Conventional surgery for recurrent tumors is an option in patients who have a single recurrence and a good performance status. Sundaresan  reported a series of 21 patients who were treated with craniotomy for their initial brain metastases and who underwent a second craniotomy for recurrence. After the second operation, two thirds of the patients experienced neurologic improvement, and the median survival after operation for the recurrence was 9 months. A second retrospective study examined 48 patients treated with reoperation for recurrent brain metastases and revealed a median survival of 6.7 months after reoperation. In another report of 109 patients with non-small cell lung cancer and recurrent brain metastases, 32 had surgery for their recurrences and survived longer than patients with recurrence who did not undergo surgery.[2] In all of these studies, the patients were a select group with relatively little systemic disease and a single recurrent metastasis.

It appears that patients who undergo surgical resection for recurrent brain metastases after initial WBRT fare poorly. A study from the Memorial Sloan-Kettering Cancer Center examined this population and reported a median survival after surgical resection of 5 months. When compared with patients who had had surgery plus WBRT as initial therapy for brain metastases, this group had a poorer overall survival. Usually, additional radiotherapy is not given after operation for a recurrence; however, brachytherapy with implantation of removable radioactive sources has been tried in a few patients with incomplete resections. The value of brachytherapy for recurrent metastases is unclear.

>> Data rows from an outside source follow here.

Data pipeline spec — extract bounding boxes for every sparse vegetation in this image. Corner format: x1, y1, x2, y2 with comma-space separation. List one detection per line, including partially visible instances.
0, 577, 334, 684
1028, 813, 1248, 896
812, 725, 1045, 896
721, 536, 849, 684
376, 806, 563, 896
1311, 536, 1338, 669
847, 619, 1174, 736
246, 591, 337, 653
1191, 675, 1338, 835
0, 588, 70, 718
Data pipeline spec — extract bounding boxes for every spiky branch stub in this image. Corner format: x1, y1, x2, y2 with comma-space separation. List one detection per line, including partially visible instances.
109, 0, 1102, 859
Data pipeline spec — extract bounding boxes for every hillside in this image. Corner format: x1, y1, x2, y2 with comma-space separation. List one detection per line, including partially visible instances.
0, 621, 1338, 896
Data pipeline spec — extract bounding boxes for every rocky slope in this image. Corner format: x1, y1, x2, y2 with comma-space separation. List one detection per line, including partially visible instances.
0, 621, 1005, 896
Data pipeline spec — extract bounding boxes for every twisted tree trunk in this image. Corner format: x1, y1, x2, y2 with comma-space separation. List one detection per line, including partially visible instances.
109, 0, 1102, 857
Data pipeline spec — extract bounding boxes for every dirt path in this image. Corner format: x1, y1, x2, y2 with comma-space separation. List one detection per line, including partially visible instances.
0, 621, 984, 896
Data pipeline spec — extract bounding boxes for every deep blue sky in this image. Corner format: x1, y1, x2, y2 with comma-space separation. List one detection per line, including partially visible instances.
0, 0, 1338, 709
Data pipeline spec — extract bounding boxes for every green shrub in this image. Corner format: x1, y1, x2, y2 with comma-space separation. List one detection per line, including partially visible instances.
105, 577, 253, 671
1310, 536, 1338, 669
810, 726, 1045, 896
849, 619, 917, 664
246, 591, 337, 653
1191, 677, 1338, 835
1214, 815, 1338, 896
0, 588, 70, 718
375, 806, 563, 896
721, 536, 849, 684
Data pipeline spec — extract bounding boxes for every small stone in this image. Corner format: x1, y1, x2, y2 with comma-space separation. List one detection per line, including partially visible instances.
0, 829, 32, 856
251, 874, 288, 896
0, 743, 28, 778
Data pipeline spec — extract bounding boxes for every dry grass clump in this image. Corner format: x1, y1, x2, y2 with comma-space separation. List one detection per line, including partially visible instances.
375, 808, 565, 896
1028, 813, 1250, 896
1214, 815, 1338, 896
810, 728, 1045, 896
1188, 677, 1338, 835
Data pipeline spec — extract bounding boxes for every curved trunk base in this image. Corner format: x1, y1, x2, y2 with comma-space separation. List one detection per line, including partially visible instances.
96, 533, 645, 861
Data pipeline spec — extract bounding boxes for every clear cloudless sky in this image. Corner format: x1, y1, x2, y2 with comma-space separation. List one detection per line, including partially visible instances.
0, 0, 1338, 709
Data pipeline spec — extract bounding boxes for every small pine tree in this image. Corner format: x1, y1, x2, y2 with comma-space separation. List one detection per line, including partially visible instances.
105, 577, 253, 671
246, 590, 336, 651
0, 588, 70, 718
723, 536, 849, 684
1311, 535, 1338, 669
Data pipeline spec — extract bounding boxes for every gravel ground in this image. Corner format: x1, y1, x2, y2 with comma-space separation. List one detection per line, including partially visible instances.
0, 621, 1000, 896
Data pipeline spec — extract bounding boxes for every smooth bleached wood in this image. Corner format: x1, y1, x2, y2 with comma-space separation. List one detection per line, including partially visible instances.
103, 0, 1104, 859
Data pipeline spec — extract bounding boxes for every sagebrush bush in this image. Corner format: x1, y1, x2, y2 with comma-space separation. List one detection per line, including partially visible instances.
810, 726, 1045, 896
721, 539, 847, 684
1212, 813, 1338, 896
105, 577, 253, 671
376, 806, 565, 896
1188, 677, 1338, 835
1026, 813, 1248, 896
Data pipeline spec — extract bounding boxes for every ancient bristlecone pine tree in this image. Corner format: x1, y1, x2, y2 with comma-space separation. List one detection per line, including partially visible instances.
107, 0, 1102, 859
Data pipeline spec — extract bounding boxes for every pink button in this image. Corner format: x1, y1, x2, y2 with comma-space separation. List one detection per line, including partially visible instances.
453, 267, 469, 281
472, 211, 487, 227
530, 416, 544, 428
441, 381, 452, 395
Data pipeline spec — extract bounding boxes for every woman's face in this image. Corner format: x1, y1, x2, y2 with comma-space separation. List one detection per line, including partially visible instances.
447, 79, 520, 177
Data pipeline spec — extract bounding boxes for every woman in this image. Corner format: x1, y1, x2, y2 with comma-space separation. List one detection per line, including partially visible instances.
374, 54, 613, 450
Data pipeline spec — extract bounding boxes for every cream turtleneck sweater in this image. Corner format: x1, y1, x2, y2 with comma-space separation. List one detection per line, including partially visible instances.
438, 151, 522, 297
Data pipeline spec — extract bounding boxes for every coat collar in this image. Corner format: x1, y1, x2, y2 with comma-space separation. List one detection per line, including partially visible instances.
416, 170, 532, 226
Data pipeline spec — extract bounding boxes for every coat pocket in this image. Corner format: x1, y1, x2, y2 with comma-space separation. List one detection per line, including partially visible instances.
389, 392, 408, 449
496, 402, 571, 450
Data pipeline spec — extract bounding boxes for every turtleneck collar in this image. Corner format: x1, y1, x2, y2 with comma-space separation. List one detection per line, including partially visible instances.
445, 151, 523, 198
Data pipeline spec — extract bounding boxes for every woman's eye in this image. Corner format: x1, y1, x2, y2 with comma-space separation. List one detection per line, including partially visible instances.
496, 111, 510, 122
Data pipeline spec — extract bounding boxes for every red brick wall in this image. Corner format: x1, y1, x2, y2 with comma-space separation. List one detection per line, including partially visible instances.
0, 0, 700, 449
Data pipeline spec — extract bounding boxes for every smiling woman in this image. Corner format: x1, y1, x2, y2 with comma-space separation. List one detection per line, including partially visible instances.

Stereotactic radiosurgery has been used to treat recurrent brain metastases. Radiosurgery has the theoretical advantage of being able to deliver large doses of additional radiation to small areas of the brain. Several series of recurrent tumors treated with radiosurgery have been published. The treated lesions were apparently controlled, with a decrease in size or stabilization post treatment and an increase in survival. These patients were a highly select group who had small recurrent tumors and limited systemic disease. Further studies are needed to determine the true value of stereotactic radiosurgery in the management of recurrent brain metastases. Chemotherapy has been used in recurrent tumors, but its benefits, if any, have not been determined.

FOLLOW-UP

There is no set standard for the follow-up of brain metastases after treatment. MR imaging or CT scans are indicated at any time after therapy that patients develop new neurologic symptoms. How frequently asymptomatic patients need follow-up scans is controversial. For patients treated with surgery, a contrast MR imaging scan should be performed within 5 days after surgery to detect residual disease. This scan is especially important if foregoing postoperative radiation therapy is being considered. If residual disease is present, patients should be given WBRT. For all patients treated with WBRT, follow-up imaging should be obtained at regular intervals after treatment. In general, it takes about 6 weeks after WBRT for a definite change to be evident on MR imaging, and patients usually do not need scans immediately after the completion of radiotherapy. A reasonable schedule of follow-up scanning would be to obtain a scan 3 months after completion of last therapy (either WBRT or surgery), then about every 4 months for the first year after treatment. The length of time between scans can be stretched out gradually so that asymptomatic patients are scanned only once per year.